ABBY PHILLIP, CNN CORRESPONDENT (voice-over): Even on a good day making ends meet was a struggle for Georgia resident Pamela Frink.

PAMELA FRINK, GEORGIA RESIDENT: Every month even working multiple jobs I'm robbing Peter to pay Paul.

PHILLIP: Then came the coronavirus pandemic and Pamela lost one of her jobs working at the Atlanta Hawks arena, a job she needed in order to pay her $1200 a month rent and take care of his 6-year-old daughter Jada.

FRINK: One job is not going to cover my day-to-day bills which are necessities like your rent, your lights, your car insurance, food.

PHILLIP: Like millions of Americans, unemployment insurance and that crucial extra $600 a week injection into the system by the federal government has been a lifeline and one that could soon disappear.

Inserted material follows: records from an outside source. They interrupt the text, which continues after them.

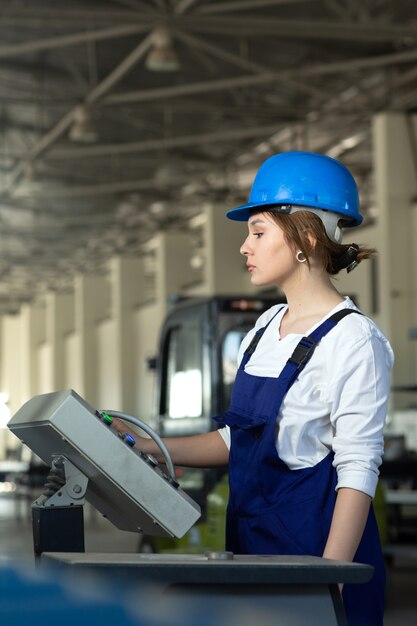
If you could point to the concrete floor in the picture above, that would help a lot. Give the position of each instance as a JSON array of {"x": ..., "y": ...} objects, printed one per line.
[{"x": 101, "y": 536}]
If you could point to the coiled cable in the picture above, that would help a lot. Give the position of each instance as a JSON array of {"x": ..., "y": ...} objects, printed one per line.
[{"x": 145, "y": 427}]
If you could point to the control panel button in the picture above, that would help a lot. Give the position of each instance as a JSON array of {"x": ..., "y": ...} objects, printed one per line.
[
  {"x": 151, "y": 460},
  {"x": 129, "y": 439}
]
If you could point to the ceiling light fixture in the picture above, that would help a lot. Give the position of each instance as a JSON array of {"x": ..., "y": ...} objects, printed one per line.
[
  {"x": 82, "y": 129},
  {"x": 162, "y": 56}
]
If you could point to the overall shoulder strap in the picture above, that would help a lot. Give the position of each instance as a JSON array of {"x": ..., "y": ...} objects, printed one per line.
[
  {"x": 306, "y": 346},
  {"x": 257, "y": 336}
]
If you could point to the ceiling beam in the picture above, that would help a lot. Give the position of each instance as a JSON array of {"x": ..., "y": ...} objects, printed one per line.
[
  {"x": 62, "y": 41},
  {"x": 361, "y": 63},
  {"x": 64, "y": 123},
  {"x": 165, "y": 143},
  {"x": 243, "y": 5},
  {"x": 235, "y": 27}
]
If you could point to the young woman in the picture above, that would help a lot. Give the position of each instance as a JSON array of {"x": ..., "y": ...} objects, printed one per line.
[{"x": 303, "y": 436}]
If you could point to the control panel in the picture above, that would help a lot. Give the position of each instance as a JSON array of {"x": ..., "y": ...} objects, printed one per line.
[{"x": 131, "y": 489}]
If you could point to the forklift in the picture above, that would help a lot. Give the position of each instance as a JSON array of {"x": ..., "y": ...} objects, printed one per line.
[{"x": 195, "y": 370}]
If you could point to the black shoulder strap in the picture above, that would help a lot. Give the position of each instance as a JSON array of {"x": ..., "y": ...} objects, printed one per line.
[{"x": 306, "y": 346}]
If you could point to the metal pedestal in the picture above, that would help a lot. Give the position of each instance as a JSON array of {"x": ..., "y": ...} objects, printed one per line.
[{"x": 292, "y": 591}]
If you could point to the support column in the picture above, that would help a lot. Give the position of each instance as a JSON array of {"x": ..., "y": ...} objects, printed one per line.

FRINK: So now that I have the fear or the knowing that it will end

soon it's kind of like, OK, so now what do I do to be able to maintain my livelihood.

PHILLIP: Experts estimate that about 20 percent of the 110 million renters in the United States could face eviction later this year due to the pandemic, especially when a federal boost in unemployment insurance expires at the end of the month.

PIERCE HAND, STAFF ATTORNEY, STANDING WITH OUR NEIGHBORS: Folks have not been paying rent since possibly February, March. That's six months of not being able to make rent.

PHILLIP: Atlanta lawyer Pierce Hand works with tenants like Pamela who have lost jobs and are at risk of falling into a deep hole of housing debt, the consequences could be dire.